Se assim é, a primeira condição para possibilitar a escolha é impedir que a economia continue a exercer uma dominação imperialista sobre a política, a cultura e a sociedade. O filósofo americano Michael Walzer é um bom guia nesse sentido. Em comunidades pluralísticas como as modernas, diz ele, não pode haver um princípio de justiça único, mas diversos, cada um aplicável a uma das “Esferas da Justiça” (nome de um livro seu) em que se dividem essas comunidades. Em cada esfera há um bem específico, um objetivo buscado por todos, mas que tende a ser monopolizado por um pequeno grupo: o dinheiro na esfera econômica do mercado, o poder no reino da política e da administração, o lazer no mundo da diversão, o conhecimento no campo da educação, a mediação com Deus por meio dos símbolos sagrados na religião, o amor no universo da família.
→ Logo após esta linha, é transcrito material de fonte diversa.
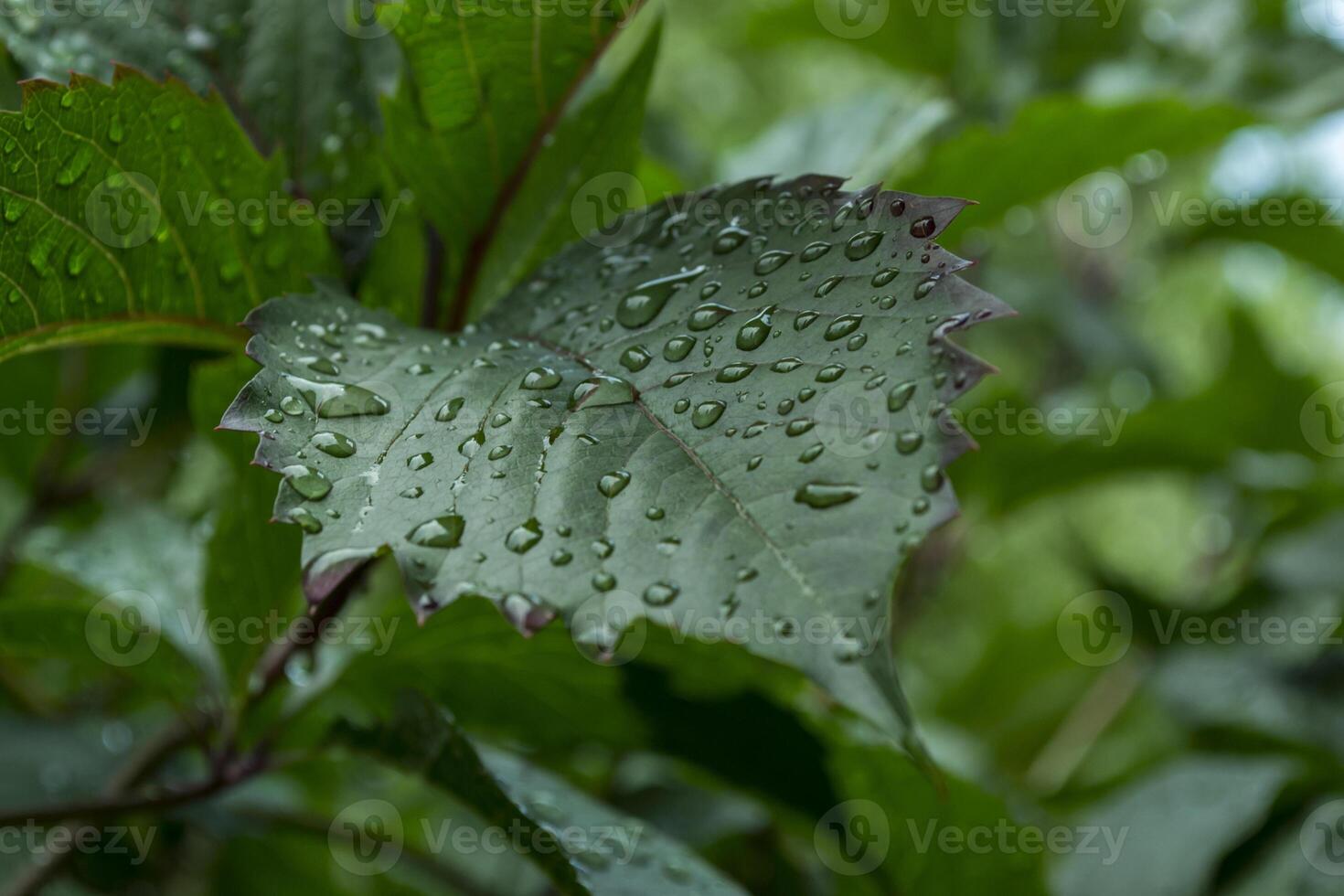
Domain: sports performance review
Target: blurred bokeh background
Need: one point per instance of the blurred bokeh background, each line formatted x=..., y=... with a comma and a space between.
x=1161, y=457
O perigo se manifesta quando uma dessas esferas predomina totalmente sobre as outras. Em tal caso, os senhores dos mercados, por exemplo, podem utilizar sua esmagadora vantagem em dinheiro para controlar os bens particulares a outras esferas, tornando-se também os donos do poder, do conhecimento, do lazer. É um pouco o que vem sucedendo hoje em dia, quando o dinheiro decide as eleições nas maiores democracias do mundo, os lobistas ditam as leis, inspiram a política comercial, alimentam a corrupção dos partidos. Quando o conhecimento, a ciência, a tecnologia, as patentes fazem explodir a especulação do índice Nasdaq e das Bolsas, bloqueiam com sanções comerciais o acesso dos mais atrasados ao saber, privilégio reservado aos afortunados, determinam, por meio do financiamento das fundações, em que direção se fará a pesquisa em ciências sociais. Alguém duvida de que o dinheiro igualmente dê as cartas no tabuleiro da diversão nesta era da influência avassaladora das redes de TV e do monopólio de Hollywood sobre a cultura pop?
No totalitarismo nazista ou stalinista, foi o poder que absorveu as demais esferas, da mesma forma que a religião desempenhou esse papel no fundamentalismo do passado ou do presente. Cada vez que isso aconteceu, os valores e os direitos humanos se deram mal, tornando-se necessário restabelecer o equilíbrio e a harmonia das esferas, sem os quais não pode haver escolha, pois somos obrigados a engolir as opções que os manipuladores de mercados financeiros fizeram por nós, como demonstra o cotidiano da política macroeconômica argentina e brasileira, reféns da chamada “opinião informada de Wall Street”.
Restabelecer esse equilíbrio implica resolver a questão central e decisiva da economia globalizada: qual é o papel legítimo e desejável da competição, quais os ganhos de eficiência que promete e os limites razoáveis a lhe ser impostos por valores humanos e sociais mais altos.
Isso terá, contudo, de esperar pelo próximo episódio, se para tanto não me faltarem engenho e arte (além, é claro, da benevolente indulgência dos leitores).
Artigo publicado na Folha de S. Paulo em 04/06/2000.